Minister Sherlock Opens NDLR Annual Showcase of Irish Digital Teaching and Learning Resources
Posted on: 15 May 2012
The National Digital Learning Resources (NDLR) service, coordinated through the Centre of Academic Practice & eLearning at Trinity College Dublin, recently hosted a showcase of open and free digital learning resources created across all subject disciplines in the Irish HE sector.
The NDLR Fest 2012 was attended by over 250 higher education academics with a significant number virtually attending through the live iphone and web streaming of the event. The NDLR is a HEA funded national service, involving all HEA funded Irish higher education Institutions, which fosters the use and development of open digital learning resources amongst the academic community in Ireland.
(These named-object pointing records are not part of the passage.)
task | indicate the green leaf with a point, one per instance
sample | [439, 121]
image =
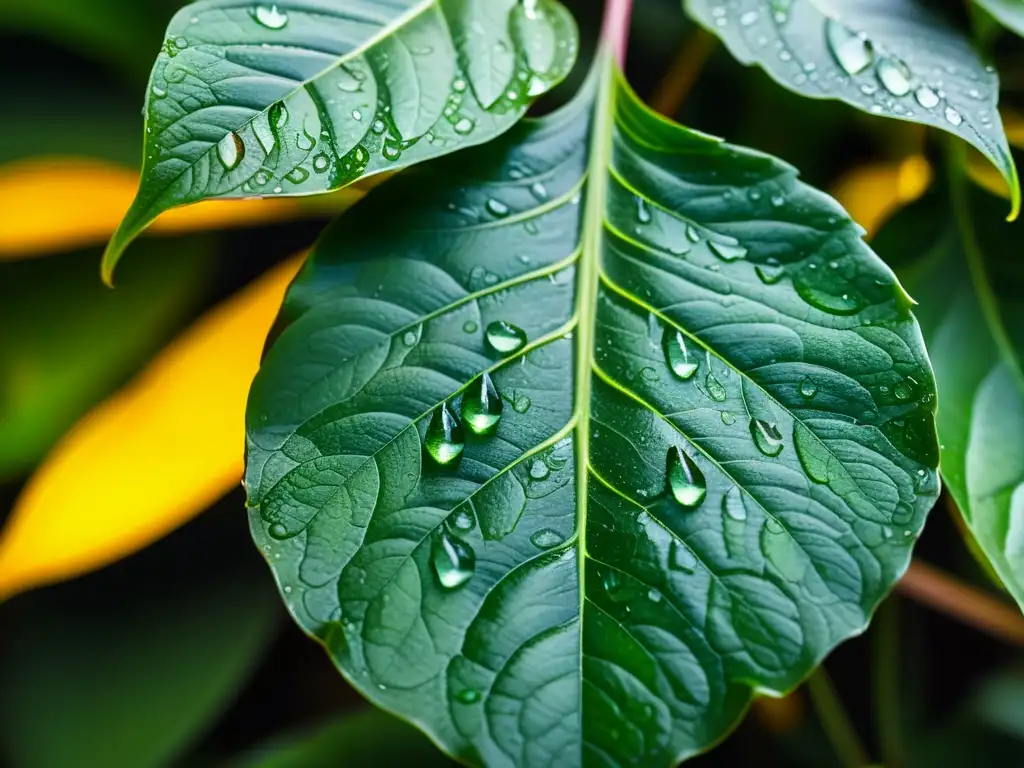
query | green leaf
[1008, 12]
[307, 96]
[713, 453]
[77, 340]
[371, 737]
[974, 336]
[892, 57]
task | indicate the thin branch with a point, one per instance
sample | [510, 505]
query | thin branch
[969, 605]
[835, 721]
[683, 72]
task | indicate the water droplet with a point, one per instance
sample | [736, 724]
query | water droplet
[732, 504]
[686, 481]
[445, 437]
[270, 16]
[766, 436]
[481, 406]
[504, 337]
[727, 251]
[230, 151]
[467, 695]
[497, 208]
[927, 97]
[716, 390]
[546, 539]
[680, 557]
[643, 213]
[461, 520]
[297, 175]
[454, 560]
[894, 75]
[677, 355]
[851, 50]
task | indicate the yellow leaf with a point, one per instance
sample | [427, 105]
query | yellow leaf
[153, 456]
[872, 193]
[91, 196]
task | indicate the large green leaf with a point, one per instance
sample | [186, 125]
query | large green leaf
[714, 453]
[892, 57]
[307, 96]
[974, 336]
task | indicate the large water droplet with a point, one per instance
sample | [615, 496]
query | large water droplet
[230, 151]
[454, 560]
[851, 50]
[727, 251]
[546, 539]
[732, 504]
[677, 355]
[766, 436]
[894, 75]
[445, 437]
[481, 406]
[504, 337]
[270, 16]
[686, 481]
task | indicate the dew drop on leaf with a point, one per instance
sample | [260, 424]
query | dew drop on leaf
[481, 406]
[677, 355]
[686, 481]
[270, 16]
[454, 560]
[505, 338]
[852, 51]
[766, 436]
[445, 437]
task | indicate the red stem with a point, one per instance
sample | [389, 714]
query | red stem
[616, 28]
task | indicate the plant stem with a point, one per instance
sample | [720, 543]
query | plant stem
[615, 33]
[835, 721]
[889, 716]
[945, 594]
[682, 73]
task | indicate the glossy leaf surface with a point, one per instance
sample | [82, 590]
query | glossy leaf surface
[300, 97]
[714, 445]
[896, 58]
[975, 331]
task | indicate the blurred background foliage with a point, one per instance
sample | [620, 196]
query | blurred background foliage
[140, 628]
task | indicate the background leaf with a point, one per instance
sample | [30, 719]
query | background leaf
[898, 58]
[749, 427]
[971, 315]
[302, 98]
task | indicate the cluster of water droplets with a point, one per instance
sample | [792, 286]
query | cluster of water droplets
[453, 558]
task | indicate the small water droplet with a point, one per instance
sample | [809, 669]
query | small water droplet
[454, 559]
[445, 437]
[505, 338]
[766, 436]
[546, 539]
[230, 151]
[732, 504]
[481, 406]
[852, 51]
[270, 16]
[894, 75]
[686, 481]
[677, 355]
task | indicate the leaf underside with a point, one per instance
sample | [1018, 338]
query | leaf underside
[982, 416]
[644, 541]
[311, 95]
[895, 58]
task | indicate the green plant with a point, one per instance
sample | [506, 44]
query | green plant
[586, 429]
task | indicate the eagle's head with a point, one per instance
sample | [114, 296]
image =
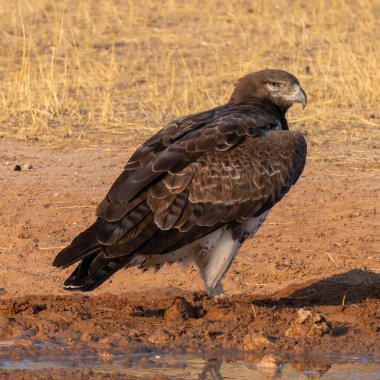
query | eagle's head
[277, 86]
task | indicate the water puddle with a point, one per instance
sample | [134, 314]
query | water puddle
[201, 367]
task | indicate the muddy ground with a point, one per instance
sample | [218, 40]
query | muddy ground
[318, 251]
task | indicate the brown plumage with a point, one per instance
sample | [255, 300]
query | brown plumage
[197, 188]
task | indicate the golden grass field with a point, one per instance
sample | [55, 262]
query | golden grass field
[94, 71]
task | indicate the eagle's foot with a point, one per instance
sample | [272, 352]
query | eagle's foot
[217, 296]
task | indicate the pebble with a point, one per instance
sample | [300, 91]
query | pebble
[256, 341]
[270, 361]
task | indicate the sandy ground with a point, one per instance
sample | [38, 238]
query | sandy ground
[318, 250]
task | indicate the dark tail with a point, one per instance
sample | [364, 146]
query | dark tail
[83, 245]
[95, 267]
[93, 271]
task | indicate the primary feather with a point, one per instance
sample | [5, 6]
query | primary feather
[197, 188]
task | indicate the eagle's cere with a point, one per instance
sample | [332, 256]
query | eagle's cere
[198, 188]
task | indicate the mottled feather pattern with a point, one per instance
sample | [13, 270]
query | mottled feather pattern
[203, 172]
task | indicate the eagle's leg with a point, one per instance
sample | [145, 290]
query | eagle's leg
[215, 258]
[217, 292]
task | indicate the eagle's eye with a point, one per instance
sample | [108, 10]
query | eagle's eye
[273, 86]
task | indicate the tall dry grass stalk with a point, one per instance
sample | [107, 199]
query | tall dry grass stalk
[90, 70]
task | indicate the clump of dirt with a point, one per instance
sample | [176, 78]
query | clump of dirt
[309, 324]
[180, 310]
[256, 341]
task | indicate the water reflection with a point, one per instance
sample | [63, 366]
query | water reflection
[209, 368]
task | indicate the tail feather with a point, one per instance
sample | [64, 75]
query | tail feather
[94, 270]
[82, 246]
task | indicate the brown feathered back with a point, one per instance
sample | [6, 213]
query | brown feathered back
[200, 172]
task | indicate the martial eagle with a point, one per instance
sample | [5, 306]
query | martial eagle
[197, 189]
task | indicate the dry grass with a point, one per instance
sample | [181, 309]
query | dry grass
[90, 70]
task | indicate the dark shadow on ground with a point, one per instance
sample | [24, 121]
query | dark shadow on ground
[352, 287]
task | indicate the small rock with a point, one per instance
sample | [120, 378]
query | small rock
[180, 309]
[309, 324]
[255, 341]
[160, 336]
[146, 362]
[270, 361]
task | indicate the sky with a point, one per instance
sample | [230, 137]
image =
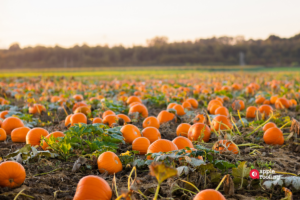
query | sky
[131, 22]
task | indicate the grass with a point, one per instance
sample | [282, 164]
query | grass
[108, 73]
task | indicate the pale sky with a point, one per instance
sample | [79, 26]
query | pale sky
[132, 22]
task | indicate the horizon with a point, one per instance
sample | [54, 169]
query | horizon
[69, 23]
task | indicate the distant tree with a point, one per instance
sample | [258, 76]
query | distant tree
[157, 41]
[14, 47]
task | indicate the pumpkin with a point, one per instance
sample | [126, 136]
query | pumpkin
[2, 134]
[36, 109]
[125, 118]
[109, 162]
[130, 132]
[151, 133]
[110, 120]
[209, 194]
[11, 123]
[55, 134]
[265, 109]
[151, 121]
[222, 111]
[199, 130]
[269, 125]
[132, 99]
[282, 103]
[140, 108]
[97, 120]
[34, 136]
[78, 118]
[141, 144]
[251, 112]
[225, 146]
[224, 125]
[161, 145]
[108, 112]
[12, 174]
[19, 134]
[183, 129]
[238, 105]
[93, 187]
[179, 110]
[165, 116]
[273, 136]
[182, 142]
[193, 102]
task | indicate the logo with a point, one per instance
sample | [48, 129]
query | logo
[254, 174]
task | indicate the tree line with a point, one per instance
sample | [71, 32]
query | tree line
[273, 51]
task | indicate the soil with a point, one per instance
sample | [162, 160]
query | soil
[43, 184]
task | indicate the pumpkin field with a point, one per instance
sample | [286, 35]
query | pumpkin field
[152, 135]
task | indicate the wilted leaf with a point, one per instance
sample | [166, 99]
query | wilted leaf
[228, 185]
[240, 173]
[80, 161]
[162, 172]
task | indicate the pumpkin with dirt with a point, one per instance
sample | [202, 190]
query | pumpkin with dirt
[93, 187]
[12, 174]
[109, 162]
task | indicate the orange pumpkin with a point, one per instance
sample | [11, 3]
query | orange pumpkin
[132, 99]
[165, 116]
[3, 113]
[282, 103]
[182, 142]
[265, 110]
[110, 119]
[251, 112]
[12, 174]
[222, 111]
[68, 120]
[161, 145]
[238, 105]
[55, 134]
[179, 110]
[93, 187]
[193, 102]
[97, 120]
[151, 122]
[130, 132]
[221, 122]
[34, 136]
[108, 112]
[269, 125]
[11, 123]
[19, 134]
[124, 117]
[141, 144]
[273, 136]
[109, 162]
[199, 130]
[225, 146]
[151, 133]
[209, 194]
[140, 108]
[183, 129]
[37, 109]
[78, 118]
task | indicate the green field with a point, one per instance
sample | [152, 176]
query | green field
[150, 72]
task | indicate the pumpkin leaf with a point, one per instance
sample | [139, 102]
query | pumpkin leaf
[240, 173]
[161, 171]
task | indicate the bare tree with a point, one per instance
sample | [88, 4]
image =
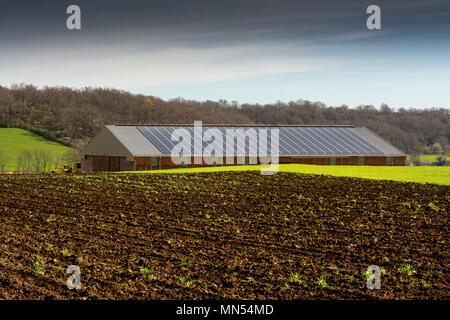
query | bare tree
[24, 161]
[36, 161]
[4, 158]
[46, 157]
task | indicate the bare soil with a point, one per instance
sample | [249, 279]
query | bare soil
[236, 235]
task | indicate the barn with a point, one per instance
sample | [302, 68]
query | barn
[148, 147]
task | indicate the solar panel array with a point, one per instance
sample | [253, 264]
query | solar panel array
[292, 140]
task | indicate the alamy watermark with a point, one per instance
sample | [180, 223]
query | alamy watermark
[374, 20]
[262, 147]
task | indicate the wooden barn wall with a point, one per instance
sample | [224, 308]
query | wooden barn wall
[92, 163]
[104, 163]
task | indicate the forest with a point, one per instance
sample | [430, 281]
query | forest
[73, 116]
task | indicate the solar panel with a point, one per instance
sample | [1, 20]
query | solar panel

The NDLR repository currently hosts over 26,000 open education resources and supports the development of new resources through an annual funding initiative.
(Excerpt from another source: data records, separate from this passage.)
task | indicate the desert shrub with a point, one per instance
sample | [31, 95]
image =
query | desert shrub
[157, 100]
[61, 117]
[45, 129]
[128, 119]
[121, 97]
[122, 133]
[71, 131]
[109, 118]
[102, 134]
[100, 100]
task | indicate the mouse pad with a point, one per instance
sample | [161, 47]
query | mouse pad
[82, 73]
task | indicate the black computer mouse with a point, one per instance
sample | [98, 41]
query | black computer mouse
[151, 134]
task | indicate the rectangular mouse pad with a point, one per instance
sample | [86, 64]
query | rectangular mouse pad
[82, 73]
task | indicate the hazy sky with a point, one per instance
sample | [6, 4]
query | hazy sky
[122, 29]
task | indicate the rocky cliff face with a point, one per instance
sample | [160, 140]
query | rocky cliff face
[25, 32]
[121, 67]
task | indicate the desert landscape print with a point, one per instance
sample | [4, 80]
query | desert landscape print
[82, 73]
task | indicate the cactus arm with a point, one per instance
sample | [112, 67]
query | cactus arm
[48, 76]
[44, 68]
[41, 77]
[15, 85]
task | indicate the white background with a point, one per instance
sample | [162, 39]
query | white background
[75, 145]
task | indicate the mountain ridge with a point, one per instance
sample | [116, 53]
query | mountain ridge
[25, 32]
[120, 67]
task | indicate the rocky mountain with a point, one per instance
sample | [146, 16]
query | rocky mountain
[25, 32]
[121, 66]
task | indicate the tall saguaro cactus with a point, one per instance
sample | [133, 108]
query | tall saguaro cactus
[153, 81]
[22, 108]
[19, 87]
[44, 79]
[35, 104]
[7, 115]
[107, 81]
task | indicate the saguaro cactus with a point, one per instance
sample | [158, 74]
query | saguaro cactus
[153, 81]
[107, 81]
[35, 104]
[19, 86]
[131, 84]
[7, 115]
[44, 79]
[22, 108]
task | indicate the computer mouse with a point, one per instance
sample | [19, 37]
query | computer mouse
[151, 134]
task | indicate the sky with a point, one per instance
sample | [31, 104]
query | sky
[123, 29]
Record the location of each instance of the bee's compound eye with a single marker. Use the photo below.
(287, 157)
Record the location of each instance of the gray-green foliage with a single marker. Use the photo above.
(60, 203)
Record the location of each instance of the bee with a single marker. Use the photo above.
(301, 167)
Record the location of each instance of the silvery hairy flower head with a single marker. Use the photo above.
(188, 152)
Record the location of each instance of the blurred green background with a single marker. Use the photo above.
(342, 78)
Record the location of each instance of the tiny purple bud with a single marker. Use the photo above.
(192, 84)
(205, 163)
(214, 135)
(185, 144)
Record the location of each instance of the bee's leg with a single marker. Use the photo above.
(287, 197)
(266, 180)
Muiris O’Connor (HEA), Prof. Eamonn McQuade (NDLR), Sean Sherlock TD, Prof. Martin Curley, Vice President fo Intel Corporation, Pat O’Connor, HEA)) and then front: l – r: (Aisling Dundon (UL), Catherine Bruen (TCD))
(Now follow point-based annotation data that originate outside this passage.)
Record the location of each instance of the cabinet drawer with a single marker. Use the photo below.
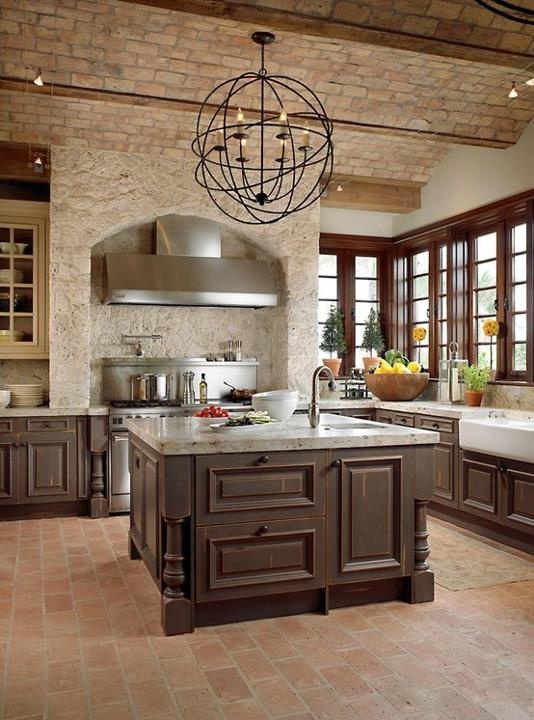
(250, 559)
(251, 486)
(404, 419)
(437, 424)
(48, 424)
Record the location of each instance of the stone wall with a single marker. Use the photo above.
(99, 194)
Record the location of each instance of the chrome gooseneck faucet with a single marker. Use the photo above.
(314, 415)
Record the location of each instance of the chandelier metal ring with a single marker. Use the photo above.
(509, 10)
(275, 162)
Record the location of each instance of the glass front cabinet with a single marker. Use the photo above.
(23, 280)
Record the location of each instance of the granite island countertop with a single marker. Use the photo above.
(183, 436)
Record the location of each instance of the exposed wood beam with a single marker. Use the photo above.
(335, 29)
(361, 194)
(177, 104)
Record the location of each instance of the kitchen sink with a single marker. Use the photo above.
(503, 437)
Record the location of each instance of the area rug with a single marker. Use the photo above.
(460, 561)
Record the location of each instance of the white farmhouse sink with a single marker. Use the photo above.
(502, 437)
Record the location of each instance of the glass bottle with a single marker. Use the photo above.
(203, 390)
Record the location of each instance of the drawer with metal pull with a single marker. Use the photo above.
(254, 486)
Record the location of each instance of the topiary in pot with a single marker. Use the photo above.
(373, 338)
(333, 339)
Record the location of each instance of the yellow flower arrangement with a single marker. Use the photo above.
(490, 328)
(419, 334)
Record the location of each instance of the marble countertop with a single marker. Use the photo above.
(46, 411)
(183, 436)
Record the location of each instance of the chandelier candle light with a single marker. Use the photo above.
(264, 144)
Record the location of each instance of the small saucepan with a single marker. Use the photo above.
(237, 395)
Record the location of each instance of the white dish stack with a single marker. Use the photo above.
(25, 395)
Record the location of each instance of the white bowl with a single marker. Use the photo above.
(279, 404)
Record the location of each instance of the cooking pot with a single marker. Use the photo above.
(237, 395)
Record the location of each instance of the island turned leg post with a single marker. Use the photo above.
(422, 586)
(176, 608)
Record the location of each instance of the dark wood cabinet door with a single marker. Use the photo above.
(49, 466)
(370, 511)
(255, 559)
(252, 486)
(479, 485)
(518, 496)
(445, 471)
(9, 472)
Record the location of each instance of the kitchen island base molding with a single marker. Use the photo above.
(235, 536)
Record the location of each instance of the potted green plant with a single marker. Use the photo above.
(475, 378)
(373, 338)
(333, 339)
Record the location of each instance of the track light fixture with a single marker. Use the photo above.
(38, 79)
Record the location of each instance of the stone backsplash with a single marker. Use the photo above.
(108, 200)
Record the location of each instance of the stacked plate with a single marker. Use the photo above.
(25, 395)
(7, 275)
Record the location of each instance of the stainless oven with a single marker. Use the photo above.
(118, 472)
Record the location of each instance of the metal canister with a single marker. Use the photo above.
(161, 387)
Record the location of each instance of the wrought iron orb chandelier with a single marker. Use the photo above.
(522, 12)
(264, 144)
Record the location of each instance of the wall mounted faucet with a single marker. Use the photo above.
(136, 340)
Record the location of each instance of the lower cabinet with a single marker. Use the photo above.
(254, 559)
(42, 461)
(498, 489)
(144, 506)
(370, 516)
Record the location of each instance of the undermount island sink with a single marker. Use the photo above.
(504, 437)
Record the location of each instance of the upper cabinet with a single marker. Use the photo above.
(23, 280)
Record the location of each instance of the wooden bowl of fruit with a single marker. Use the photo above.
(210, 415)
(395, 384)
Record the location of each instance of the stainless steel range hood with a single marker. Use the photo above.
(187, 270)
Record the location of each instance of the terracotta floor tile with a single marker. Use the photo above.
(106, 686)
(198, 705)
(317, 653)
(246, 710)
(453, 705)
(365, 663)
(346, 681)
(227, 684)
(151, 697)
(299, 673)
(278, 698)
(326, 704)
(59, 601)
(183, 674)
(274, 645)
(254, 665)
(211, 655)
(64, 675)
(115, 711)
(98, 656)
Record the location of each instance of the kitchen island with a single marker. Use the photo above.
(280, 519)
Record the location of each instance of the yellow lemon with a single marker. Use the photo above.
(385, 366)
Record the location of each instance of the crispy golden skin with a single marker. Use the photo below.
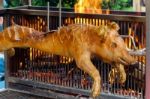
(77, 41)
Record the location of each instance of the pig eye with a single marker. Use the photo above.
(113, 45)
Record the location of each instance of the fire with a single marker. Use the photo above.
(88, 6)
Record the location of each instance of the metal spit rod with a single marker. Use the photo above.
(134, 51)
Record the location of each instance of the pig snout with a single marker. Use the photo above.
(127, 59)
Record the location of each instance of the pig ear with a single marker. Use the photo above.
(113, 25)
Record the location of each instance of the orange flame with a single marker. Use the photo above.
(88, 6)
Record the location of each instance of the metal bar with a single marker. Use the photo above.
(25, 85)
(48, 15)
(30, 2)
(147, 94)
(60, 13)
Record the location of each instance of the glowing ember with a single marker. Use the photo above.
(88, 6)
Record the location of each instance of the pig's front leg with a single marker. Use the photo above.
(84, 63)
(117, 71)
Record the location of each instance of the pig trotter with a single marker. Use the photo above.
(117, 71)
(85, 64)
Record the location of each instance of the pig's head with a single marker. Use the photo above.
(112, 48)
The Minister for Research and Innovation, Seán Sherlock, TD, who launched the NDLR Fest 2012: Annual Showcase of Digital Learning Resources commented: “Ireland is on the threshold of a digital age. With a growing international Open Education policy agenda the government needs to strongly embrace this arena. Open access and the sharing of learning techniques must become the norm within our education system. Open digital learning facilitates better outcomes for educationalists, and students. We must strive to break down barriers and to think beyond the academic educational silos that can sometimes hamper learning.”
The Minister emphasised that the National Strategy for Higher Education advocates innovation and collaboration in all areas of higher education activity. He noted that there is a huge untapped potential in terms of the use of technology to transform the way academics share and transmit knowledge among themselves and to their students. He added that: “If we are to tap into this potential, it will require the gatekeepers and facilitators of knowledge in the academic world to embrace the concepts and practices embodied by the Open Education Resources movement.”
The Open Digital agenda encompassing issues such as Open Access, Digital Innovation and Technologies, Open Source and Future Digital Directions. It has a growing impact on a wide range of issues in research and higher education. Open Education Resources have great transformative potential in Higher Education and the NDLR is playing a role in promoting awareness and providing support amongst the higher education community in Ireland.